Berna, 15.01.2020 - Il 15 gennaio 2020 il Consiglio federale ha approvato la revisione dei piani d’azione per il 2020-2023, dedicati uno alla responsabilità socio-ambientale d’impresa, l’altro a imprese e diritti umani. La Confederazione incoraggia una condotta responsabile delle imprese, che contribuisce fortemente allo sviluppo sostenibile e alla risoluzione delle sfide sociali.
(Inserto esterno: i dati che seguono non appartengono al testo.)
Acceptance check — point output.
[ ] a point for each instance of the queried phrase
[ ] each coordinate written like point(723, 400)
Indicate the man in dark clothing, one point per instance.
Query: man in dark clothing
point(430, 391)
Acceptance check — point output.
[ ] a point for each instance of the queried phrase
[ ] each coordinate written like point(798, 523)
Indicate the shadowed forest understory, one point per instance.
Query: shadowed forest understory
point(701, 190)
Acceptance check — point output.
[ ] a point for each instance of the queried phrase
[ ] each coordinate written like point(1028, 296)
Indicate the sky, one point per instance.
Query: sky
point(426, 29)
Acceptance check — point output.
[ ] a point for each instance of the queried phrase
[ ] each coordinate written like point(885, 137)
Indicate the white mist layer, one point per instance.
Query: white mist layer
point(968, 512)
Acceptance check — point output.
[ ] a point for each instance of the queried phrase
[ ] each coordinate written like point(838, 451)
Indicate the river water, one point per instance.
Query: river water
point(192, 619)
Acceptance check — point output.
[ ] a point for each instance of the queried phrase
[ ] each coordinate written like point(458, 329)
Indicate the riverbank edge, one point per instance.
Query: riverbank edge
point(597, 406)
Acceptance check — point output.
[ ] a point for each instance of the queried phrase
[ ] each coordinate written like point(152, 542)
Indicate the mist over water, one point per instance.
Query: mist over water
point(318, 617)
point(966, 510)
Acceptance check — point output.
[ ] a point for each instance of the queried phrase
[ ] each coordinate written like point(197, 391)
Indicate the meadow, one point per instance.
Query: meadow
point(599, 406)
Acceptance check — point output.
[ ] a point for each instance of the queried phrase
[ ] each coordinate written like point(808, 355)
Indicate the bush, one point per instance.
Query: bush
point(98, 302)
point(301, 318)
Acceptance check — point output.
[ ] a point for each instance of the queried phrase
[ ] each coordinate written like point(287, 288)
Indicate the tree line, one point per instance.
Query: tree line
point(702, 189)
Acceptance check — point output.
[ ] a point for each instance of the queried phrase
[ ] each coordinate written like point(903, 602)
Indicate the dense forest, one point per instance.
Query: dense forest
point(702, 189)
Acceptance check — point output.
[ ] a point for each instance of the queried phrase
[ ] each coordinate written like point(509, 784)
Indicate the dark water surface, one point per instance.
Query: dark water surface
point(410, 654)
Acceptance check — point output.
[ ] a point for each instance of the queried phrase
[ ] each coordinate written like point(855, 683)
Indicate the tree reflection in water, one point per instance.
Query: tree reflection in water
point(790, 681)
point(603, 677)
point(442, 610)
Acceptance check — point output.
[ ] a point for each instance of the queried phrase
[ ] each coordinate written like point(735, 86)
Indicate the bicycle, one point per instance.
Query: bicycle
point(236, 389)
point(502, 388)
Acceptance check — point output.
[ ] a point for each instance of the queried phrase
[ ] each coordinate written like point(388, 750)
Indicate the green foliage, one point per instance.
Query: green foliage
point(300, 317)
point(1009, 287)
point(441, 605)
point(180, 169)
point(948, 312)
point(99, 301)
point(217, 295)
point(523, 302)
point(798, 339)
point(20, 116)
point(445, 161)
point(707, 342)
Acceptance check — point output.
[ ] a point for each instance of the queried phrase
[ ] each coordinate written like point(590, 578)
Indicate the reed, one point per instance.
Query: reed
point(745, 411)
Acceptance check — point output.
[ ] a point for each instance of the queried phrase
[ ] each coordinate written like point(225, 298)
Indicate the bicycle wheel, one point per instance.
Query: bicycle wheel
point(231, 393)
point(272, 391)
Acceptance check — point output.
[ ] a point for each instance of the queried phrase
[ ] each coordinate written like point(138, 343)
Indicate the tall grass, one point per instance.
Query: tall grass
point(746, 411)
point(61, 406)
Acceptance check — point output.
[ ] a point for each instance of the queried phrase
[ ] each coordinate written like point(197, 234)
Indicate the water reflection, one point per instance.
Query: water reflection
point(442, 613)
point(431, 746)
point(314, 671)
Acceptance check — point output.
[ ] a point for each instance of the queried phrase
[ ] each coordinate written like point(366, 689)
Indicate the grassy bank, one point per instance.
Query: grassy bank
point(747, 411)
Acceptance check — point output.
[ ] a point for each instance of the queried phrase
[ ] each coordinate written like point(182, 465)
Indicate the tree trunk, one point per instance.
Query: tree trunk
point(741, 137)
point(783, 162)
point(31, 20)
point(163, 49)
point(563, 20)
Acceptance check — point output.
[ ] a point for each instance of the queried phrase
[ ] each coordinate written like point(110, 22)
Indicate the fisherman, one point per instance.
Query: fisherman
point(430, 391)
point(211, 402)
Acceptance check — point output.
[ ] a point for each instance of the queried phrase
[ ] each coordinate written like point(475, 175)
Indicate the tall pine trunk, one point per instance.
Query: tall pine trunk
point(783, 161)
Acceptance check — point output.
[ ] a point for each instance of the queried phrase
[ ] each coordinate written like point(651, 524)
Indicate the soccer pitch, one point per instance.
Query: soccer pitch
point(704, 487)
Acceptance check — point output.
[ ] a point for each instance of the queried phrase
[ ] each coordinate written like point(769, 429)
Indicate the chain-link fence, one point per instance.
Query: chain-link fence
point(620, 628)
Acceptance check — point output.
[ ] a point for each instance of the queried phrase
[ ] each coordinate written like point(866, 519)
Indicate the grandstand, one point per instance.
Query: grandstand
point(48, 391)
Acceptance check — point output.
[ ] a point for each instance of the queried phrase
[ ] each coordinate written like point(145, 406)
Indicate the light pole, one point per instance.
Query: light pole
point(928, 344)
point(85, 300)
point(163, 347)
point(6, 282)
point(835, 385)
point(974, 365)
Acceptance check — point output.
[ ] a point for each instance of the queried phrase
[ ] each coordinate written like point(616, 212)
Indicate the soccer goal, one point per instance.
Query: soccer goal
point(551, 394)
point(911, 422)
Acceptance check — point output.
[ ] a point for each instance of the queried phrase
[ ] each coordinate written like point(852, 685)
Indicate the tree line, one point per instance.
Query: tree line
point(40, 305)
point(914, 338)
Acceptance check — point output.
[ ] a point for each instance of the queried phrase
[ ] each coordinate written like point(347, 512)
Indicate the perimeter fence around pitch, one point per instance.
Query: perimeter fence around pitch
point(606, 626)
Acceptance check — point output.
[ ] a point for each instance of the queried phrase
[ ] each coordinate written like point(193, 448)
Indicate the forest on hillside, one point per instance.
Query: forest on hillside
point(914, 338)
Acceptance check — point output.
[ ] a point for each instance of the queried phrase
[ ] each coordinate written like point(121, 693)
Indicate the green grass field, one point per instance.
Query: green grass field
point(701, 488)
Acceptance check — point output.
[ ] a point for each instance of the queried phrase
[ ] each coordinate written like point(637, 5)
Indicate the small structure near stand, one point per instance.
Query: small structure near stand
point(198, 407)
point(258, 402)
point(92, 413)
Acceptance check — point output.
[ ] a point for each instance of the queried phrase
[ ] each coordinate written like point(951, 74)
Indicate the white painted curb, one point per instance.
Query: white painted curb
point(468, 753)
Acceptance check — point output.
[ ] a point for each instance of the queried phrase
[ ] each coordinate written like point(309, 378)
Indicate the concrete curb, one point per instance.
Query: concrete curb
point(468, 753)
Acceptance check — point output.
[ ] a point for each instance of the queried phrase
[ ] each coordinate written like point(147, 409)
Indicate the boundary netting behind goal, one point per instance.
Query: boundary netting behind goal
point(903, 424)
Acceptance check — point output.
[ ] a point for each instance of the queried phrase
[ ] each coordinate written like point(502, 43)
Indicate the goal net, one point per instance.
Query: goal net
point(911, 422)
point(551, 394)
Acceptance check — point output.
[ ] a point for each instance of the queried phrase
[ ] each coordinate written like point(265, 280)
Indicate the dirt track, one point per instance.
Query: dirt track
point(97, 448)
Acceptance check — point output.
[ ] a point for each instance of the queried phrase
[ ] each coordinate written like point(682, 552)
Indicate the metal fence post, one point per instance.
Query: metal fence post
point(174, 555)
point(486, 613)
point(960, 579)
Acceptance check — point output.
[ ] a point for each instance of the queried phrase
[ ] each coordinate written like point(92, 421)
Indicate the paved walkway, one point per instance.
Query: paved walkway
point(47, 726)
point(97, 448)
La Confederazione si impegna attivamente a favore di condizioni quadro concordate a livello internazionale per promuovere la gestione aziendale responsabile, fornisce sostegno alle imprese, rafforza questa tematica nei Paesi in via di sviluppo e di transizione e promuove la trasparenza. È con questo obiettivo che sono stati approvati i due piani d’azione concertati, quello sulla responsabilità socio-ambientale d’impresa (RSI; Corporate Social Responsibility CSR) e quello su imprese e diritti umani (PAN) per la legislatura 2020-2023.
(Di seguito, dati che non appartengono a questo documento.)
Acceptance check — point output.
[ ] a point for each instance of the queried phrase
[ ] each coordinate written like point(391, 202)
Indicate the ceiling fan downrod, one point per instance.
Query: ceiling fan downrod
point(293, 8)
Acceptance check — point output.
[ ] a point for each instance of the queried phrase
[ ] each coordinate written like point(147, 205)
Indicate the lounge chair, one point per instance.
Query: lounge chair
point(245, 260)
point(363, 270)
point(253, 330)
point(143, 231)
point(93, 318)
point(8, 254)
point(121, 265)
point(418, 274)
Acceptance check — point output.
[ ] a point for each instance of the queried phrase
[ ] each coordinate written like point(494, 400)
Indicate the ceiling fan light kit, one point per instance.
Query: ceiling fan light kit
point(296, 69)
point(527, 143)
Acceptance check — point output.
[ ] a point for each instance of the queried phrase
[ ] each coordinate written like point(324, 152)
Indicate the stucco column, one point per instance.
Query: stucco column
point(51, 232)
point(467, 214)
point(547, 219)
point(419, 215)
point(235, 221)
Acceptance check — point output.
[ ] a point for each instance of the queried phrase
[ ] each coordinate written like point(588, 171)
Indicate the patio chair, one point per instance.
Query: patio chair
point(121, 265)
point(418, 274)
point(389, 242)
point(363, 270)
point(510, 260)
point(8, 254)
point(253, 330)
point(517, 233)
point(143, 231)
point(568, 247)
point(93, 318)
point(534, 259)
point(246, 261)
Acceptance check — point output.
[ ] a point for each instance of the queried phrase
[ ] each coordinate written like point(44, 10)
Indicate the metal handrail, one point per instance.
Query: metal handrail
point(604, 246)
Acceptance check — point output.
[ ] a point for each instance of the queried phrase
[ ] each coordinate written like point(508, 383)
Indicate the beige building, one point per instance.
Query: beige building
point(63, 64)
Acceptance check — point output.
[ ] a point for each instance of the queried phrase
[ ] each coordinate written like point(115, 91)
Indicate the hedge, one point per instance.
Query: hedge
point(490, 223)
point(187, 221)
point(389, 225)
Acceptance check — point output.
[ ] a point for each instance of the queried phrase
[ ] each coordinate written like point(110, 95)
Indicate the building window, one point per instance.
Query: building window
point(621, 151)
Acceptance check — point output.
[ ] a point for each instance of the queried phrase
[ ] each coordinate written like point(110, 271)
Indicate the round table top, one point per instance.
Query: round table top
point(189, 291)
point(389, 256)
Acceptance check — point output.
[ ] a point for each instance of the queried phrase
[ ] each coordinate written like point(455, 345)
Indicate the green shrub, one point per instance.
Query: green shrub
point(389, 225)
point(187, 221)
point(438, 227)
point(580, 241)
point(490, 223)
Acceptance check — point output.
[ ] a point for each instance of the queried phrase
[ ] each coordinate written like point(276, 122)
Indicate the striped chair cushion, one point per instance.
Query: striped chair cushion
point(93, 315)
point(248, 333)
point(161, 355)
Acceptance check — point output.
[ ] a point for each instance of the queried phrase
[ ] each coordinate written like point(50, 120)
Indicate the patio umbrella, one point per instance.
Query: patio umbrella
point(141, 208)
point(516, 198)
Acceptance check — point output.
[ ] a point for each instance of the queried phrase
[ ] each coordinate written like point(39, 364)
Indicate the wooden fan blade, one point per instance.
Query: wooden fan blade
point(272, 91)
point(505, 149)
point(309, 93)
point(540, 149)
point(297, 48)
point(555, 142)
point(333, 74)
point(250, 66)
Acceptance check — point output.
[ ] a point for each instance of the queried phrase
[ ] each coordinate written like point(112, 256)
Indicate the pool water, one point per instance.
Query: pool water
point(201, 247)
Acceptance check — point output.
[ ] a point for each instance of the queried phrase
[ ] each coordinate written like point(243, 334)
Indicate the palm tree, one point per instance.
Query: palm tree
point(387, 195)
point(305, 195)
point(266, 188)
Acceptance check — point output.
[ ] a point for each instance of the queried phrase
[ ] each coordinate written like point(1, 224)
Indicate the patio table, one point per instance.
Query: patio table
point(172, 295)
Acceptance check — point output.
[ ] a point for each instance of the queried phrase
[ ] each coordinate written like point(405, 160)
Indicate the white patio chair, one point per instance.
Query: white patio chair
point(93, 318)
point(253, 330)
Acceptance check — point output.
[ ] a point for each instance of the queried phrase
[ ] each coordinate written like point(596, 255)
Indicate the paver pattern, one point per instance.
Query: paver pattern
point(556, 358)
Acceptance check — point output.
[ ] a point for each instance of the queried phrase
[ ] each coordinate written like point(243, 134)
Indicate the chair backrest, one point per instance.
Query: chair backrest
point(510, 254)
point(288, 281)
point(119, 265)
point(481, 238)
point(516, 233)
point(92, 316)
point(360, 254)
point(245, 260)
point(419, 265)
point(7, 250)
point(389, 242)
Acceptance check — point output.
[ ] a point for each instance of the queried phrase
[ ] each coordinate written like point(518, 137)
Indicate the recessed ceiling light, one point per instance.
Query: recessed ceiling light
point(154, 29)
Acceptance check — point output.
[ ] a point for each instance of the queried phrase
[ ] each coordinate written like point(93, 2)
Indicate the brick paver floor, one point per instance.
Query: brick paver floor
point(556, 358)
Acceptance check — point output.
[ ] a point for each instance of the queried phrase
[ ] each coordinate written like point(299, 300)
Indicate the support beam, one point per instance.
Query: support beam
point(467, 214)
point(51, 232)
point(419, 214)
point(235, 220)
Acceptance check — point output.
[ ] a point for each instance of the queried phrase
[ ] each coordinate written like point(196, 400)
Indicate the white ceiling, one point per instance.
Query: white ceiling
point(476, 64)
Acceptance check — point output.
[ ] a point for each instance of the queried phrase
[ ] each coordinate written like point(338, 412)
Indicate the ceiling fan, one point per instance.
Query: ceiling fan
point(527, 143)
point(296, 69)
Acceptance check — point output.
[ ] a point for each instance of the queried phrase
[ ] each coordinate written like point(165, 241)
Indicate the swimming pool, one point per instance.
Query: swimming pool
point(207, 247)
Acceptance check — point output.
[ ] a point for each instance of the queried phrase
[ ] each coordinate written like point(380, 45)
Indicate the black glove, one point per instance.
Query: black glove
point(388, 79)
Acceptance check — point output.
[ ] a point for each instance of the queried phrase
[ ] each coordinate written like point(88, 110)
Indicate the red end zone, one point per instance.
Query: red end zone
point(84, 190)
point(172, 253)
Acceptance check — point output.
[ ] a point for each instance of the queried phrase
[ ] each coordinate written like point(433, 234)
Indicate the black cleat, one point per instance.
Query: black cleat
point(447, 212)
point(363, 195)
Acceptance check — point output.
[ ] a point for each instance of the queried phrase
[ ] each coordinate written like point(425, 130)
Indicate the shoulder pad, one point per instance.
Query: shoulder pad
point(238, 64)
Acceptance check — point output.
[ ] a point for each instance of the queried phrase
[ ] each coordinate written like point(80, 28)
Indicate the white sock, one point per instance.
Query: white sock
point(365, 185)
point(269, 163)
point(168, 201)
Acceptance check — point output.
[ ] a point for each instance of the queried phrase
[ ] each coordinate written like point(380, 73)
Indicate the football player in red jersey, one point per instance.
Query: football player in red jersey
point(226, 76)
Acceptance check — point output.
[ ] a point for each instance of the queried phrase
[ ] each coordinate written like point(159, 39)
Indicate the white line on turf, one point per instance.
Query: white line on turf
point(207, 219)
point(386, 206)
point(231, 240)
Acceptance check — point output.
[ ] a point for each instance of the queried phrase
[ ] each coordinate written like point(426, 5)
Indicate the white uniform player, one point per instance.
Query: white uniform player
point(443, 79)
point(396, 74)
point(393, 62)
Il piano d’azione RSI 2020-2023 si concentra su sedici provvedimenti che incoraggiano soprattutto la rendicontazione della sostenibilità e la verifica del dovere di diligenza a livello aziendale, il dialogo con i portatori di interesse (stakeholder) e l’allineamento degli strumenti RSI del settore privato alle Linee guida dell’OCSE per le imprese multinazionali.

Il Dipartimento federale dell’economia, della formazione e della ricerca (DEFR) e il Dipartimento federale degli affari esteri (DFAE) hanno rielaborato il Piano d’azione nazionale concernente l’applicazione dei Principi guida delle Nazioni Unite su imprese e diritti umani per il periodo 2020-2023 coinvolgendo gruppi di interesse esterni (associazioni economiche, società civile, ambienti scientifici). Il PAN prende le mosse dai risultati conseguiti fino ad oggi e continuerà a sostenere le imprese attraverso provvedimenti efficaci, tra cui rientrano in particolare misure di promozione per attuare una diligenza adeguata in chiave di diritti umani (tool, guide, ecc.) e la collaborazione con iniziative «multi-stakeholder» che potrebbero favorire soprattutto le PMI.  

Con questi due piani d’azione il Consiglio federale aiuta le imprese a rispettare norme e standard internazionali sulla gestione aziendale responsabile, quali le Linee guida dell’OCSE per le imprese multinazionali e i Principi guida delle Nazioni Unite su imprese e diritti umani.

Il 14 agosto 2019 il Consiglio federale ha deciso di impegnarsi, nel dibattito parlamentare sul controprogetto indiretto all’iniziativa per multinazionali responsabili, a favore di un progetto che vincoli le aziende a pubblicare dei rapporti sulla sostenibilità. Inoltre verrà vagliata l’introduzione di un obbligo di diligenza per quanto riguarda il lavoro infantile e i minerali provenienti da zone belliche. Il Parlamento sta deliberando sulle proposte in tal senso.

La gestione aziendale responsabile, che include il rispetto dei diritti umani, dell’ambiente, delle condizioni di lavoro e della lotta anticorruzione, contribuisce alla produttività delle aziende. Le azioni condotte con senso di responsabilità migliorano infatti il posizionamento sul mercato e riducono potenziali rischi lesivi della reputazione dell’azienda.